Pelo acima exposto, os critérios que devem presidir a seleção e escolha das vítimas que acorram à Mesa de Conversações de Havana para expor o relativo a sua vitimização devem refletir fielmente a realidade das vítimas em Colômbia, e, portanto, deve recolher na medida do possível a realidade descrita nos anteriores estudos, informes e estatísticas. Qualquer composição que difira do anterior responderia a critérios de convivência política das partes, porém em absoluto responderiam à realidade que sobre vitimização tem padecido a sociedade colombiana.
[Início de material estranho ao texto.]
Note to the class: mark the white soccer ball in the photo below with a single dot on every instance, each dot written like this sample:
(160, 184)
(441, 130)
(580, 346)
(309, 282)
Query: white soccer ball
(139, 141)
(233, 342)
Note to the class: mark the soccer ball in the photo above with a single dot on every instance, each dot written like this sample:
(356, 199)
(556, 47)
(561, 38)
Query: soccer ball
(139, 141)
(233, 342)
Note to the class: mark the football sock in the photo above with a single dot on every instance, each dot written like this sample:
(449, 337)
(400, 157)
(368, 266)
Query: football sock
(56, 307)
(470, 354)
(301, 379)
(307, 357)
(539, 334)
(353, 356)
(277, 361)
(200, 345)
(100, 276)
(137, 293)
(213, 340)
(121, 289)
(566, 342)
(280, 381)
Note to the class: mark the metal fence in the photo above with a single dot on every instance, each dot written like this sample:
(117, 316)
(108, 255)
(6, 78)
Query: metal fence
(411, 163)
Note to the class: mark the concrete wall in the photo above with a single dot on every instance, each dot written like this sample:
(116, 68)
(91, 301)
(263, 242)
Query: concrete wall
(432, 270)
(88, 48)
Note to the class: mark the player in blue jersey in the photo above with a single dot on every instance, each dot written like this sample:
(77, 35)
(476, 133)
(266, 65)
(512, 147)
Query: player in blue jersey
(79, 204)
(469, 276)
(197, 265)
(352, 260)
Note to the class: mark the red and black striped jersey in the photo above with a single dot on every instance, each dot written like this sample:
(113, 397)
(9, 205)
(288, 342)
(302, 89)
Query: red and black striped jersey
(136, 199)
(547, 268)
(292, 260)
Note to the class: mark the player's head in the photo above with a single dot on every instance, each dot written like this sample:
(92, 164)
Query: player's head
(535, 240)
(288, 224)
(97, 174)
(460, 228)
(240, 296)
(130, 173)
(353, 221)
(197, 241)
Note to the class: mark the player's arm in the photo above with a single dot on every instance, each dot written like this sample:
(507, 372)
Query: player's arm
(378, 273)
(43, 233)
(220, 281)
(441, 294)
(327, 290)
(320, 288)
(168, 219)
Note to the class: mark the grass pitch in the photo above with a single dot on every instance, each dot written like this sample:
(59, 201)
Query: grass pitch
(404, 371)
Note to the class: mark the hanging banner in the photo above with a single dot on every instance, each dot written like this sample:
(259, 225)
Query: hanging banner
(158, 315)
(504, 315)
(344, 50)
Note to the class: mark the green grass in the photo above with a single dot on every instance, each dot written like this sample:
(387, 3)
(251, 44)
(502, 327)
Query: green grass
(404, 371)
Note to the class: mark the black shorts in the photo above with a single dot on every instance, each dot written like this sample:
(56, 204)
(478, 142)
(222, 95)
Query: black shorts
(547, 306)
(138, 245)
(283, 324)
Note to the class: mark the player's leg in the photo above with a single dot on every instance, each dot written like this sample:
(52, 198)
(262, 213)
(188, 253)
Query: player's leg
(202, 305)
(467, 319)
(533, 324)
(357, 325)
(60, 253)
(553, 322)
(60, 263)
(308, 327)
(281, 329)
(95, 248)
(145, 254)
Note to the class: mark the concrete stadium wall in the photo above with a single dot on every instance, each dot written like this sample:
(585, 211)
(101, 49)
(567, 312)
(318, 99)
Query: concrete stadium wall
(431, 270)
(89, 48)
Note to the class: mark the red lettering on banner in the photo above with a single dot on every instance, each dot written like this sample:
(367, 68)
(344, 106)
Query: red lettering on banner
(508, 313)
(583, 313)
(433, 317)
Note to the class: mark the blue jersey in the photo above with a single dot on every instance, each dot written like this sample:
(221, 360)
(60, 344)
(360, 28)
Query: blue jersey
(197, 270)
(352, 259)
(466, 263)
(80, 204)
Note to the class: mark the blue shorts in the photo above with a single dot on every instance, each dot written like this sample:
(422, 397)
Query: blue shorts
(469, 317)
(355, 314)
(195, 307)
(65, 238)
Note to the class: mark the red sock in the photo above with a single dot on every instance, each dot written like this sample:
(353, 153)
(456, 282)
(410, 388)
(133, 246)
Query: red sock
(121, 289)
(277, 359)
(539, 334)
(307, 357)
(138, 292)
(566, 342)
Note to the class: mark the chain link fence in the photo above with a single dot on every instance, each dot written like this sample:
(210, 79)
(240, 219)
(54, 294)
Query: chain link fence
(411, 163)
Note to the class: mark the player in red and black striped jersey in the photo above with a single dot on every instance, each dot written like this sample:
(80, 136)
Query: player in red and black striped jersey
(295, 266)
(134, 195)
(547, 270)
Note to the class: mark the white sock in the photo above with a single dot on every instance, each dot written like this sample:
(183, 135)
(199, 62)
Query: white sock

As FARC-EP fazemos nossa a definição de vítimas estabelecida nos pontos 8 e 9 da Resolução 60/147 da Assembleia Geral das NNUU datada de 16 de dezembro de 2005:
“8.
Aos efeitos do presente documento, se entenderá por vítima a toda
pessoa que tenha sofrido danos, individual ou coletivamente,
incluídas lesões físicas ou mentais, sofrimento emocional, perdas
econômicas ou menosprezo substancial de seus direitos fundamentais,
como consequência de ações ou omissões que constituam uma
violação manifesta das normas internacionais de direitos humanos ou
uma violação grave do direito internacional humanitário. Quando
corresponda, e em conformidade com o direito interno, o termo
“vítima” também compreenderá a família imediata ou as pessoas
a cargo da vítima direta e as pessoas que tenham sofrido danos ao
intervir para prestar assistência a vítimas em perigo ou para
impedir a vitimização.
9. Uma
pessoa será considerada vítima com independência de se o autor da
violação foi identificado, apreendido, julgado ou condenado e da
relação familiar que possa existir entre o autor e a vítima.”
As
FARC-EP não acreditamos adequado construir um marco de debate sobre
a realidade das vítimas do conflito colombiano que ignore o
anteriormente exposto, ou que evite aceitar as definições sobre
vítimas formuladas pela comunidade internacional, e admitidas
unanimemente pela comunidade jurídica internacional.
Por
isso, entendemos que a metodologia de participação das vítimas na
Mesa de Havana deve definir-se atendendo aos critérios que sobre
fatos vitimizantes são aceitados pelas organizações de direitos
humanos, organizações internacionais e a comunidade jurídica
internacional, evitando assim qualquer manipulação ou politização
das vítimas.
Cremos
que vem sendo urgente levar à prática os critérios de seleção de
vítimas estabelecidos no comunicado conjunto nº 39 datado de 17 de
julho de 2014 adotado na Mesa de Conversações, com a finalidade de
não demorar a recepção de vítimas em Havana. Compreendemos a
demora que as instituições encarregadas da seleção de vítimas
estão tendo no processo de seleção conforme aos critérios
estabelecidos no citado comunicado conjunto nº 39, e pedimos que se
concretize com o objetivo de que a Mesa possa abordar o relativo ao
último dos critérios estabelecidos pelas partes, isto é: “A Mesa
revisará o funcionamento do mecanismo de seleção em cada uma das
visitas e fará as recomendações que sejam necessárias”.
Pelo
anterior, entendemos que qualquer metodologia de seleção das
vítimas que devem ser recebidas em Havana deve responder, como
manifestamos desde o início deste processo, aos seguintes critérios:
- Vítimas provocadas por agentes não combatentes: causadas por agentes políticos, econômicos e sociais: Vítimas de abuso de poder. Vítimas provocadas em processos de vitimização coletiva a territórios e comunidades. Mega projetos.
• Vítimas
de violações ao DIH: utilização de substâncias químicas como o
glifosato, homicídios de combatentes por fora de combate, uso
abusivo da força, artefatos explosivos e minas, ataques a população
civil, violência sexual como arma de guerra, massacres, recrutamento
forçado e de menores de quinze anos.
- Vítimas de violações aos Direitos Humanos: tortura, desaparecimentos forçados, privações de liberdade de civis; perseguição política, sindical, a dirigentes sociais e a defensores dos ddhh, genocídio político, execuções extrajudiciais, assassinatos seletivos, detenções arbitrárias.
• Vítimas
do deslocamento forçado e no exílio.
• Combatentes
afetados pelo conflito: prisioneiros de guerra em poder de ambos os
contendores; violações aos diretos dos combatentes fora de combate.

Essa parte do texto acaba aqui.